Compétences clés du métier de commercial : ce qui fait vraiment la différence

Résumé en 10 secondes

  • Compétence humaine centrale : la stabilité émotionnelle pour tenir “les montagnes russes”.
  • Difficulté récurrente au début : gérer un grand nombre de tâches et de moments du cycle de vente sans se disperser.
  • Apprentissage avec l’expérience : se réinventer chaque jour (pitch, connaissance produit, approche selon les interlocuteur·ices).
  • Déclic : comprendre que l’objectif n’est pas “d’avoir raison”, mais d’identifier où ça bloque et de travailler 3 priorités.
  • Peu enseigné en formation : l’esprit d’entreprendre appliqué au quotidien (ne pas attendre qu’on vous dise quoi faire).

Ce que les formations ne disent pas toujours (métier de commercial)

On peut venir d’une école de commerce sans se projeter du tout dans la vente.
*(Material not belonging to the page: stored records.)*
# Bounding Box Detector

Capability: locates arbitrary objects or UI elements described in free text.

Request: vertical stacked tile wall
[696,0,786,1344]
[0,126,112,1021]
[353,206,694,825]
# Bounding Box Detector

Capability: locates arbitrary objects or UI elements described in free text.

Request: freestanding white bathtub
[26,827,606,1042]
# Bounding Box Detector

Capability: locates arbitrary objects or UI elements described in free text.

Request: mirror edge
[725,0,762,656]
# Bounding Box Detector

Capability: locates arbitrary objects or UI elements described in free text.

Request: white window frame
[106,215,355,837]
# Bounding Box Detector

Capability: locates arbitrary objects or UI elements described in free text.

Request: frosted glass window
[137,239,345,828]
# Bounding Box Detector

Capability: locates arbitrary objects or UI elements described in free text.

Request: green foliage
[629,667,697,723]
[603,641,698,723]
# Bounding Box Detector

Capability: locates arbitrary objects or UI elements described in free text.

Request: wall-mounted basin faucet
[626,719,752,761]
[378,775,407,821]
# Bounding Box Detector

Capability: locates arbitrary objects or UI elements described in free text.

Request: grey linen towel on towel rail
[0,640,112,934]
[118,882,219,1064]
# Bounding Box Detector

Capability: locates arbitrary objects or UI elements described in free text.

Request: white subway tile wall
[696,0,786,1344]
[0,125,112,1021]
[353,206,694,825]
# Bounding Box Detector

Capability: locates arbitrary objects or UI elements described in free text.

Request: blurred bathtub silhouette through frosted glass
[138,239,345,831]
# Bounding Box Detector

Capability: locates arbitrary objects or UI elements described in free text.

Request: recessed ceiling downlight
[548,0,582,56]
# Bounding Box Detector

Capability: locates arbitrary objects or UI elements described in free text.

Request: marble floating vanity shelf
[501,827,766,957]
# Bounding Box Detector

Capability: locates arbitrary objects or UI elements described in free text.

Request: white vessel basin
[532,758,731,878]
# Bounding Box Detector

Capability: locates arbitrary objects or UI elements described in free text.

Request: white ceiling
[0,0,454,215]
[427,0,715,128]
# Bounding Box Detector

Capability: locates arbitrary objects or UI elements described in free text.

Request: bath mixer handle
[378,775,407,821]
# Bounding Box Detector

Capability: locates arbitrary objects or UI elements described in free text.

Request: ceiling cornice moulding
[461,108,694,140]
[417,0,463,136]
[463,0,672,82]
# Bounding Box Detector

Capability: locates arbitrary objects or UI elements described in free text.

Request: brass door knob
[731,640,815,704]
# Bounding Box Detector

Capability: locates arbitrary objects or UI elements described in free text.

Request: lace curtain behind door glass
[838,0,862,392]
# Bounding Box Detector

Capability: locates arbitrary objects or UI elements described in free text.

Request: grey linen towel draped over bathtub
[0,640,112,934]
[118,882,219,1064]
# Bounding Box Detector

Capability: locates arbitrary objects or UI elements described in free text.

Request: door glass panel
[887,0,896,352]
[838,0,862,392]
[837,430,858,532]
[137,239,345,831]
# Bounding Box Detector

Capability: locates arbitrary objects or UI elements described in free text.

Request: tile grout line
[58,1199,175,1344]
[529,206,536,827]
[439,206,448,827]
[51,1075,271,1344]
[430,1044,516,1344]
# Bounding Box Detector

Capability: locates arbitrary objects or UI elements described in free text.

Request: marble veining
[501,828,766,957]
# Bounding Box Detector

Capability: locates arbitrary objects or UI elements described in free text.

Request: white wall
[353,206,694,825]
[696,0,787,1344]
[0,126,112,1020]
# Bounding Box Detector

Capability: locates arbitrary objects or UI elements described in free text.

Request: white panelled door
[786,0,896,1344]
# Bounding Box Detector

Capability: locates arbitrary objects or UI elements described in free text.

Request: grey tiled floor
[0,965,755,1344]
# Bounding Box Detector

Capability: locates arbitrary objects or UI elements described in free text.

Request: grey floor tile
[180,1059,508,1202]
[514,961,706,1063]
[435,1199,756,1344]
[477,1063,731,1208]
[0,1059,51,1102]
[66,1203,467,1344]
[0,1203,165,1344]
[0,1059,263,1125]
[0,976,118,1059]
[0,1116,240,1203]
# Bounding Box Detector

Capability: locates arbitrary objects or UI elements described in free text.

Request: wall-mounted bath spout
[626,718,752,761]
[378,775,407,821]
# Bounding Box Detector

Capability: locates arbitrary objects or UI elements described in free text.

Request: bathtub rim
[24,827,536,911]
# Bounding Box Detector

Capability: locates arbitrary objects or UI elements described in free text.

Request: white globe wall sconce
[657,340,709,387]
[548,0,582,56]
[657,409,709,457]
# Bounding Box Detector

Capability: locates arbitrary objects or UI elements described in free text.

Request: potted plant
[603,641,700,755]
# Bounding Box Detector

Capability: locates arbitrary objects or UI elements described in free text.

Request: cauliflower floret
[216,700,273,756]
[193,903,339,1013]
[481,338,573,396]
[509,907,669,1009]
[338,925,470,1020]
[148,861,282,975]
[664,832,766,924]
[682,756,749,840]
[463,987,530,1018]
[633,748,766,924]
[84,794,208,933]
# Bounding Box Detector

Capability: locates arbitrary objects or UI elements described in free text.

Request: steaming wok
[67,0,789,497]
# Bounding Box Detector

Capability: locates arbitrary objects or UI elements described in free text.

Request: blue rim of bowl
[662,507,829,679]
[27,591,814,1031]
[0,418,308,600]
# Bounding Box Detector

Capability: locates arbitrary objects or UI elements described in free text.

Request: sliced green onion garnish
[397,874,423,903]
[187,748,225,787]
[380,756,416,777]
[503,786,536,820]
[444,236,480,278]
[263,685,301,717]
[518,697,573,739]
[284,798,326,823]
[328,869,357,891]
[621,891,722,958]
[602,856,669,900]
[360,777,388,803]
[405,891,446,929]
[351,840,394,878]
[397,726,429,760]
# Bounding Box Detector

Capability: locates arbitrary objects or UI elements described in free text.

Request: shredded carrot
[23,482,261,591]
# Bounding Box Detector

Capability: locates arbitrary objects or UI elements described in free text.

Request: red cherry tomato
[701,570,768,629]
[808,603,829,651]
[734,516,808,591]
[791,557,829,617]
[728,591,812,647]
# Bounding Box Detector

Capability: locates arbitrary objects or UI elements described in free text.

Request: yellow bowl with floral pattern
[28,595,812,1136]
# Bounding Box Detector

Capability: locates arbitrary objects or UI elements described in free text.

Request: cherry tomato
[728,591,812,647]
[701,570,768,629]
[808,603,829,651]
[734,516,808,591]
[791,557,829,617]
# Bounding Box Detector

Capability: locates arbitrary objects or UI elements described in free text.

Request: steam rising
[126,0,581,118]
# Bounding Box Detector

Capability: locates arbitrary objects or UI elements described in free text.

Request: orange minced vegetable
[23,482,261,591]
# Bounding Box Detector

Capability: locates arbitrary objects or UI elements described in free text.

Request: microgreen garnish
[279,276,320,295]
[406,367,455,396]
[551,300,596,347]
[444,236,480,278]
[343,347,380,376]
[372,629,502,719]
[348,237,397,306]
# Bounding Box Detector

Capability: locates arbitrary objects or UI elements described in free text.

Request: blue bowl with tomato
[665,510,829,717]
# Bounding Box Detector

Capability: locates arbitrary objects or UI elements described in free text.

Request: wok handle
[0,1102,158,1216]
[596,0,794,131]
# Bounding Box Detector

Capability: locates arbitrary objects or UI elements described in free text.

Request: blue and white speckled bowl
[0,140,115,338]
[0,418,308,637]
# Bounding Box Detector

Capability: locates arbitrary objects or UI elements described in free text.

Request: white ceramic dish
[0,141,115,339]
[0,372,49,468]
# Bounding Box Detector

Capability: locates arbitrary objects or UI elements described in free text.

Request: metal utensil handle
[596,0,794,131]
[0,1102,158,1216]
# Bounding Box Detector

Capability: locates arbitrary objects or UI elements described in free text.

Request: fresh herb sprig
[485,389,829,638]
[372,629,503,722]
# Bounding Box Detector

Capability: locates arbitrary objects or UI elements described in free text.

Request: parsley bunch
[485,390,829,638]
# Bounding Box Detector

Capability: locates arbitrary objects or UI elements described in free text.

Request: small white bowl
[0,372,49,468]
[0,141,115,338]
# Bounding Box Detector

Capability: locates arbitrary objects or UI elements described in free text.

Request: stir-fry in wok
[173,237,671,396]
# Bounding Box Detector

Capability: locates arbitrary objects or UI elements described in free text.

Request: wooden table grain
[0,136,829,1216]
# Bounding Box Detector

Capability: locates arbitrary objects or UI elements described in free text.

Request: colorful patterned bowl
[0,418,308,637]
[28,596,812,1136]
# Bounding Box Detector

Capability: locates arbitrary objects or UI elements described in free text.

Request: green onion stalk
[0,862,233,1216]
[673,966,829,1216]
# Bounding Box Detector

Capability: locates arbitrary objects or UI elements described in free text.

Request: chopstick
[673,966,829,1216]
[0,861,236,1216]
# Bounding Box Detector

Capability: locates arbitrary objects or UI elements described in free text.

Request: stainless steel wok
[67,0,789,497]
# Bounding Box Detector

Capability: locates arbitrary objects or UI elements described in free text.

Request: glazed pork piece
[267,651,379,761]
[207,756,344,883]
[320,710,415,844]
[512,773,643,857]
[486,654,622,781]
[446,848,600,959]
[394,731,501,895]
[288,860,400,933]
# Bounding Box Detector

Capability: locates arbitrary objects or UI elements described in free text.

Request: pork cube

On imagine plutôt un rôle “international”, “développement”, quelque chose d’assez propre sur le papier.

Et puis le terrain arrive. Rencontrer des hôtels et des restaurants, frapper aux portes, chercher les bons interlocuteur·ices, construire un plan de prospection, ajuster son discours, recommencer. Là, le métier devient concret : beaucoup d’autonomie, mais aussi beaucoup de moments où personne ne “fait à votre place”.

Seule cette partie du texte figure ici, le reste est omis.